Source: by sonnaflow.com


&
MARCH 2, 1998



LIGHT TRUCK:
1989-97 F SUPER DUTY, F-250 HD, F-350
1989-98 ECONOLINE, F-150, F-250 LD
1990-96 BRONCO
1997-98 EXPEDITION
1998 NAVIGATOR

This TSB article is being republished in its entirety to correct the vehicles listed.

ISSUE:
Some vehicles may exhibit a flashing Transmission Control Indicator Lamp (TCIL) and Diagnostic Trouble Codes (DTCs) 62, 628, and/or 1728 may be stored in memory. These DTCs can be set by any internal transmission element slippage or potentially by torque converter slippage.

ACTION:
Refer to the following text when servicing these codes.

NOTE:
WHEN SERVICING A VEHICLE WITH A FLASHING TCIL WITH DTCS 62, 628 AND/OR 1728, DO NOT REPLACE THE TORQUE CONVERTER UNLESS PROPER DIAGNOSIS HAS PROVEN THE TORQUE CONVERTER TO BE THE CAUSE.

Always verify the customer concern. Proper diagnosis for DTCs 62, 628 and/or 1728 may require talking to the customer to find out if there were any other symptoms associated with the TCIL flashing, (i.e., shift concerns, erratic/early/late, proper torque converter operation, etc.), prior to noticing the TCIL flashing.

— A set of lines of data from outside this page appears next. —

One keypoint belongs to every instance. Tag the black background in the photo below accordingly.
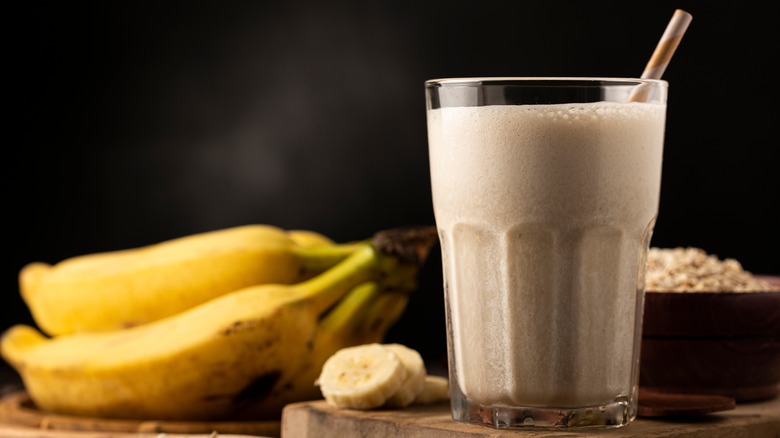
(137, 122)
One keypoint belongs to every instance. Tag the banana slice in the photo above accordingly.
(437, 389)
(415, 376)
(361, 377)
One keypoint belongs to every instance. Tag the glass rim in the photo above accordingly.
(476, 81)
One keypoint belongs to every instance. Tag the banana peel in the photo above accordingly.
(248, 351)
(120, 289)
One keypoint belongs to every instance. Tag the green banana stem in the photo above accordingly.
(324, 290)
(392, 258)
(316, 259)
(349, 311)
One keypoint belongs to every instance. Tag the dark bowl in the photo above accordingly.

Prior to transmission repairs for DTCs 62, 628 and/or 1728 or investigating other causes, repair all non-related transmission DTCs first, then repair all other transmission DTCs other than 62, 628 and/or 1728.

Some of the other causes that may result in DTCs 62, 628 and/or 1728 are as follows:

- Aftermarket modifications (i.e., performance enhancers, electrical modifications, etc.)

- Missing shifts (some/all)

- Transmission fluid leakage (internal and/or external)

- Erratic shift timing

- Valves, springs or retainers in the main control/accumulator body not assembled correctly, binding or sticking

- Check balls missing and/or mislocated. Damaged, unable to seal/seat properly

- Higher or lower than normal line pressure

- Transmission fluid restrictions and/or level

- Erratic/inoperative vehicle speed and/or rpm sensor

- Poor engine performance concerns

Any vehicle system concerns that could cause the strategy to detect a perceived internal slippage or change in the expected rpm of internal transmission rotating components may cause DTCs 62, 628 and/or 1728 to set.

NOTE:
ONCE DTCs 62, 628 AND/OR 1728 SET, OTHER TRANSMISSION FUNCTIONAL DTCs MAY NOT SET.

OTHER APPLICABLE ARTICLES:

-94-2-26

-96-10-14

SUPERSEDES: 98-1-23

WARRANTY STATUS: INFORMATION ONLY

OASIS CODES: 501000, 502000, 504000, 510000, 614000, 698298
- Aftermarket modifications (i.e., performance enhancers, electrical modifications, etc.) None all stock right down to the timing

- Missing shifts (some/all) All smooth and nice

- Transmission fluid leakage (internal and/or external) None That I know of externally

- Erratic shift timing None here

- Valves, springs or retainers in the main control/accumulator body not assembled correctly, binding or sticking Sticking maybe

- Check balls missing and/or mislocated. Damaged, unable to seal/seat properly I think I should have other issues if this was the case

- Higher or lower than normal line pressure

- Transmission fluid restrictions and/or level Level is good unknow about restrictions

- Erratic/inoperative vehicle speed and/or rpm sensor All worky

- Poor engine performance concerns A little stumble when accelerating from a stop sign. I mentioned this before no miss or anything just a dead spot.